Friday, August 6, 2010

Supernatural Reality: Stoker’s Dracula Hidden in Plain Sight

Most literary criticism of Bram Stoker’s Dracula is limited to treating the work as one of the more blatant examples of Victorian sexual repression. A few more adventurous critics are eager to play Freudian detective and speculate what the book reveals about the author’s possible sexual feelings for Sir Henry Irving or his alleged serial infidelity with East End prostitutes.

Rare is the literary critic who looks at the recurring theme throughout the book of the difficulty modern man faces in accepting the supernatural as reality.

From its first page to its last, this is what Stoker is most interested in shaping his story around. The book has become so ingrained in our culture that millions who have never read it have absorbed the gist of the plot from the past century of adaptations, rip-off’s, and parodies in film, television, theater, and books.

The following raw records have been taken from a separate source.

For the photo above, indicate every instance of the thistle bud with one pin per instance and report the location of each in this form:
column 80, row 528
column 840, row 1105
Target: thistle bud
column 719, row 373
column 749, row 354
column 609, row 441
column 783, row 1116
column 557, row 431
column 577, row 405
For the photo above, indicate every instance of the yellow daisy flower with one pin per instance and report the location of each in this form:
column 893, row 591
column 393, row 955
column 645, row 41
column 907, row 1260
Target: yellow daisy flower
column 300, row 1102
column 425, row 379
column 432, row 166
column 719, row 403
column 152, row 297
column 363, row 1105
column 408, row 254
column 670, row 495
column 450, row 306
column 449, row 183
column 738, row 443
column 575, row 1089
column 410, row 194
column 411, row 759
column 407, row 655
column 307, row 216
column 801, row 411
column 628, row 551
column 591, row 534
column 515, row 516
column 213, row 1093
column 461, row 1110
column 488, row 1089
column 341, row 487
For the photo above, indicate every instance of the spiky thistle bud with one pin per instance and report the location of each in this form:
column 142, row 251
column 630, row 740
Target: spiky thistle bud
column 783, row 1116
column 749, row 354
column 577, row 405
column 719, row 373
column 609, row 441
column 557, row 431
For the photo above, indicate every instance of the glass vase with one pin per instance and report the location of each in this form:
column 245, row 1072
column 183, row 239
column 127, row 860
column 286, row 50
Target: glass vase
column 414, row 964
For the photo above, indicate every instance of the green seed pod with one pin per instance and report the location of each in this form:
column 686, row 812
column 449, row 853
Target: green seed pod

This is part of the reason why the concept is missed, but the greater reason is the one Stoker illustrates time and again in his book – we deliberately ignore what we can’t comfortably explain.

Stoker’s Dracula is a very modern novel. The author delights in presenting the latest gadgetry, scientific theory, and medical advancement (several of them were only in their pioneering stage at the time of publication) in sharp contrast with the Old World’s superstition which threatens to overwhelm the modern world’s fragile constructs at every turn of the page.

The story is initially told through the eyes of Jonathan Harker, a fine upstanding Anglican solicitor with a solid career path and a fiancée waiting to marry him once he returns home from his visit to Transylvania to conclude a real estate transaction with an Old World nobleman.

Harker’s journey is one he initially delights in as a superior modern Englishman. He has an eye for detail and loves the simple life of the European peasants who appear to have been forgotten by time. He only becomes at ill at ease when their Catholic iconography and belief in Satan as a tangible force of evil upsets his worldview.